監修者 : 木村政美(行政書士・社労士・ファイナンシャルプランナー)

会社(法人)を設立する場合は「法人登記(会社設立登記)」を行うことが必須です。では、法人登記はどのような手続きが必要なのでしょうか。手順や必要書類など基本的な内容を説明していきます。会社員をやめて自分で会社を起こしたい、個人事業主・フリーランスで収益規模が拡大したので法人成りをしたいなど、法人設立を検討している人はぜひ参考にしてみてください。

お知らせ

※2022年(令和4年)度の雇用保険は、2段階更新です。
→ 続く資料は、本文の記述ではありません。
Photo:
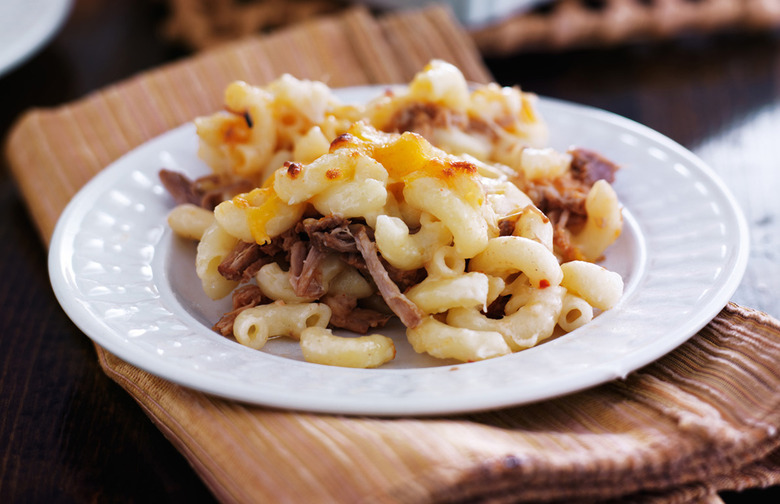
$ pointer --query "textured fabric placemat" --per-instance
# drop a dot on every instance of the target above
(702, 419)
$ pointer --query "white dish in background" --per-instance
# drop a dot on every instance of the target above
(26, 26)
(472, 13)
(129, 284)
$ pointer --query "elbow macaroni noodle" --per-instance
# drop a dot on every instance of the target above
(432, 204)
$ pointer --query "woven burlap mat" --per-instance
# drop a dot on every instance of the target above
(702, 419)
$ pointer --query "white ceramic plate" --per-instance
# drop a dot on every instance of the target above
(130, 285)
(26, 25)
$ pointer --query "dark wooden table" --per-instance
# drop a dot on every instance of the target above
(69, 434)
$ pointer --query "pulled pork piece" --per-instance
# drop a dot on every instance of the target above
(589, 166)
(305, 273)
(243, 262)
(207, 192)
(562, 199)
(331, 233)
(506, 227)
(246, 259)
(347, 315)
(424, 118)
(337, 234)
(244, 297)
(409, 313)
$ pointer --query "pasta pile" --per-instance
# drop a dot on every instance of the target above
(436, 203)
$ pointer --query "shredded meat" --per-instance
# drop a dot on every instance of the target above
(337, 234)
(424, 118)
(246, 259)
(305, 271)
(563, 199)
(207, 192)
(354, 245)
(244, 297)
(409, 313)
(589, 166)
(346, 314)
(243, 262)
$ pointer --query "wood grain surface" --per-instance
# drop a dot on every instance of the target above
(69, 434)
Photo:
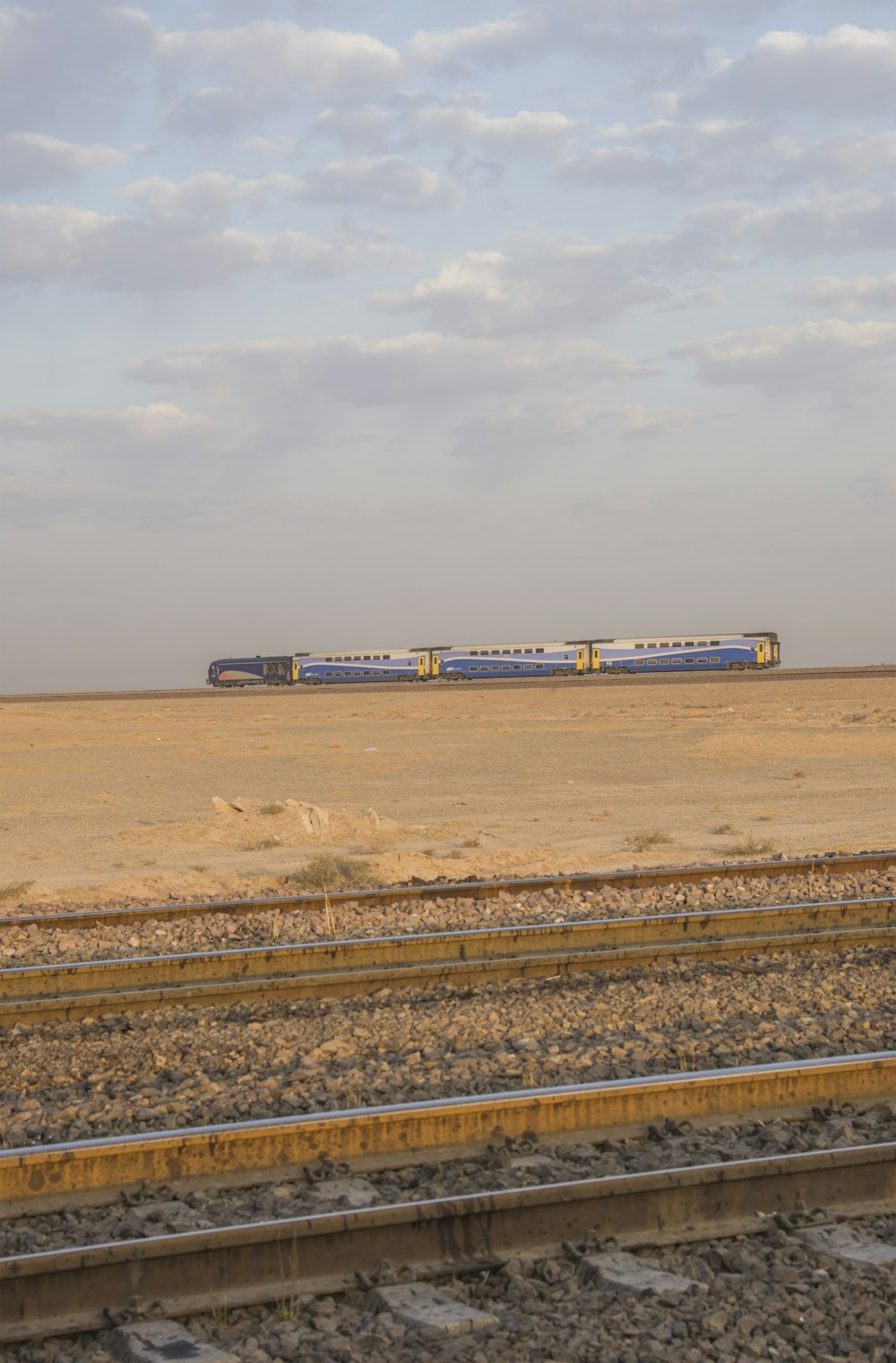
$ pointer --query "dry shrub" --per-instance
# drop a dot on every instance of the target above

詳細は、「【2022年度の雇用保険は2段階更新!】労働保険とは?制度と年度更新について解説」を参照ください。

POINT
  • 「法人登記」とは、その会社がどんな会社なのかという情報を一般的に公開するための登録手続きのこと
  • 法人登記をする前に「会社の概要の決定」「定款の作成」「資本金の払い込み」などをして会社設立をしておく
  • 法人登記に必要な必要書類と申請書類などを揃えてから、法務局に登記申請する

法人登記(会社設立登記)とは「法的に会社が存在することを証明する」ための手続き

会社を設立するときに行わなければならないのが「法人登記」「会社登記」などと呼ばれる登記手続きです。正確には「会社設立登記」といいます。「法人登記」とは、その会社がいったいどんな会社なのかという情報を一般的に公開するための登録手続きのことを言います。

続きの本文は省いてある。